Coronary artery anomalies comprise several different congenital malformations and can be found in 0.3 to 5.6% of the population. They can be classified as benign and malignant depending on the vessel course and the potential risk of major cardiovascular events [3].
Trans-septal course of LAD is a malignant coronary anatomy variation since it is a potential cause of sudden cardiac death (SCD) in young athletes. Strenuous physical exercise in patients showing this anomaly has been, in fact, associated with SCD. Among the most important factors responsible for cardiovascular events, there is the dynamic compression of the artery during the cardiac cycle, leading to reduced blood flow during systole [4].
The clinical spectrum of L-ACAOS with a trans-septal course is wide and can mimic other acute heart conditions. Symptoms associated with this condition could be chest pain, syncope, dyspnea, and, as told before, SCD typically after physical exertion [4, 5].
The best non-invasive imaging technique to evaluate the anatomic features of L-ACAOS is ECG-gated CT angiography. This technique can show the most life-threatening features of the anomaly and has a high spatial resolution.
Including this case, there are 6 cases of the right single coronary artery with a subsequent trans-septal course of the left main coronary artery reported in the literature [6].
In the presented case, ICA was not able to show coronary artery anatomy, because the intraseptal tract of the LAD was probably associated to flow anomalies leading to reduced opacification after injection of contrast material in the right sinus of Valsalva.
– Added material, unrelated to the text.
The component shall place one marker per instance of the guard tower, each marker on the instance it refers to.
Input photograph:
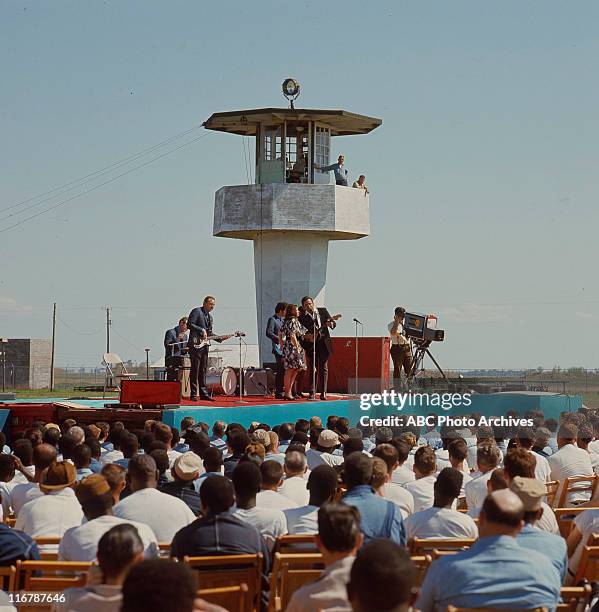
(291, 212)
Thus, CCT played a major role in the assessment of coronary artery anatomy. The use of a 256-slice scanner with a very low rotation and acquisition time was of paramount importance for obtaining diagnostic images. In fact, AF often limits the diagnostic accuracy of CCT with conventional CT scanners.
Furthermore, to evaluate myocardial ischemia due to L-ACAOS, the best option is stress-ECG, to mimic physical exercise. Alternatively, an inotropic and chronotropic agent (e.g., dobutamine) with other non-invasive imaging techniques such as cardiac magnetic resonance (CMR) or echocardiography could be useful to simulate physical exertion [4].
Among invasive imaging techniques, intra-vascular ultrasounds (US) are the most useful for the evaluation of anatomical and physiological features of L-ACAOS is ICA, which is effective also in post-surgery follow-up [5].
The most effective and established therapy for this anomaly is surgery, with the un-roofing of the intramural segment and the creation of a neo-ostium, aiming to eliminate dynamic systolic compression, thus reducing the risk of myocardial ischemia and therefore SCD [4, 5].